The foster boy had many scars on his body. He didn’t speak, but pointed at what he wanted. The first time he curled up in my lap and rubbed his face against me, his long yellow hair stood up, drawn by static to my braids. It took only a few minutes for love, like that current of electricity, to run between us.

Then a neighbor of the two men reported them to the newspaper. He didn’t approve of their being allowed to have a child. Soon it seemed that everyone in the city was talking about the foster boy, though no one could use his name, because of the law. Even the governor spoke about the boy. I remember all the talk: a loud book with nonsense words and no title.

A week after the neighbor made his report, agents from the government came to the center and took the boy from the playground. One of the agents lifted him from the sandbox and carried him away. The director had to call the foster fathers and tell them what had happened. They never saw the boy again.

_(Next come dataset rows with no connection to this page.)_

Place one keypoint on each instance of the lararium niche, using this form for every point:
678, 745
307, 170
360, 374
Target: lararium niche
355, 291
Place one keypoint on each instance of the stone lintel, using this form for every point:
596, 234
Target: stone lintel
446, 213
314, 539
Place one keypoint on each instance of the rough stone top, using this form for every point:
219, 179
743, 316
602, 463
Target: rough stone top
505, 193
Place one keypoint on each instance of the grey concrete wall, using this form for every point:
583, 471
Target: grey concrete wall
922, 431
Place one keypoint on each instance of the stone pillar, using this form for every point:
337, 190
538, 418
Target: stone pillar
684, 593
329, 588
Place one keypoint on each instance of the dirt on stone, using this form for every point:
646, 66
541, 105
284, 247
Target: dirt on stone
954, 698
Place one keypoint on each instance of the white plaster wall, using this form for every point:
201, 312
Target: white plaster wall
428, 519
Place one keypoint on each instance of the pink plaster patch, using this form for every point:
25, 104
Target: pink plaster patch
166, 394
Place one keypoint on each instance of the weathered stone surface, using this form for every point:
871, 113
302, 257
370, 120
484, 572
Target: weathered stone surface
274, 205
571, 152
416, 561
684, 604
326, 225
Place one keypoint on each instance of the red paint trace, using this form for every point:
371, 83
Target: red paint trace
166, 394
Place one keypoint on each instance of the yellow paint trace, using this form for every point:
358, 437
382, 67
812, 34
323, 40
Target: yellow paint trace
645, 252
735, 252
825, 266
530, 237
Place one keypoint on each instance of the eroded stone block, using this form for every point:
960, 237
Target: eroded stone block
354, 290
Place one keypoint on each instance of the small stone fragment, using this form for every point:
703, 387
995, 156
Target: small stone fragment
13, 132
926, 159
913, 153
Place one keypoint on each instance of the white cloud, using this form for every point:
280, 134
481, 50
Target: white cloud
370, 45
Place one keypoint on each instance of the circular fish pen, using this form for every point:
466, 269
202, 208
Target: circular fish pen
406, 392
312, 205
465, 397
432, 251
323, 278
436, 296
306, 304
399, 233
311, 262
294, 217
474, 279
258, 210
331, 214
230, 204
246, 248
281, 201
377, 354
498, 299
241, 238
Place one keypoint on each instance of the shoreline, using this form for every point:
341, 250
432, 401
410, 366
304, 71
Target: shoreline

Everyone who worked at the center was very angry, even the ones who hadn’t approved at first. By now, we had made a family for the boy. The director gave us buttons to wear: pink triangles on a black background. Some parents wore them, too. I didn’t know what the triangle meant at first, but I knew its power. Shapes and symbols have the power to call people together, like a finger finding the page in everyone’s book that speaks of hurt and rage. The cross my brother wore, a leaf from the tree, a pink triangle. I wish I had known about the triangle before my brother died. I would have painted one on his wasting body and made everyone at the hospital touch it with their bare hands.

Before the agents came and took him that day, the foster boy had made hand prints with me. We had dipped his hands in green paint and then pressed them onto paper. I will always see his hands reaching out for me as the agent carried him away, the green paint still under his nails, like green gold scratched out of the earth. I stood there with curses thundering in my head, but my mouth kept silent.

I stole the papers with his hand prints and took them home with me. I knew that it was wrong, that the foster fathers would have wanted them.

 

Working at this center is like having a family, but not the way the director is always saying. She writes memos to the teachers about caring and cooperation. She makes us hold hands and sing together at staff meetings. But for me the center is something I belong to without a choice, like belonging to your family, your hill. To belong to nothing would be like sailing the sea in a boat that never finds land.

Every day at the center, I think about my brother. Whenever I put on the gloves to change a baby, the way the government agent who comes to the center says I must, I think of him. Whenever I spray the bleach solution on the pad after I change the baby, so that no one should have to smell the waste or touch the germs, I think of my brother’s lips and the taste of bleach when I kissed him goodbye. Sometimes as I wipe the pad, my blood is so thinned by regret that I think I may faint.

This week, Jenna began to walk. There would be trouble if I took her up into a tree. Besides, I don’t know what I would show her. So I brought her to the toddler room for a visit instead. The rocking chair where I used to hold the foster boy is in that room. No one else who knows his book is still working at the center. I am the only one left who can tell it. I told it to Jenna as I walked with her around the room. I left out the part where I steal the green hand prints. I still have them. They’re hidden under my bed, like leaves.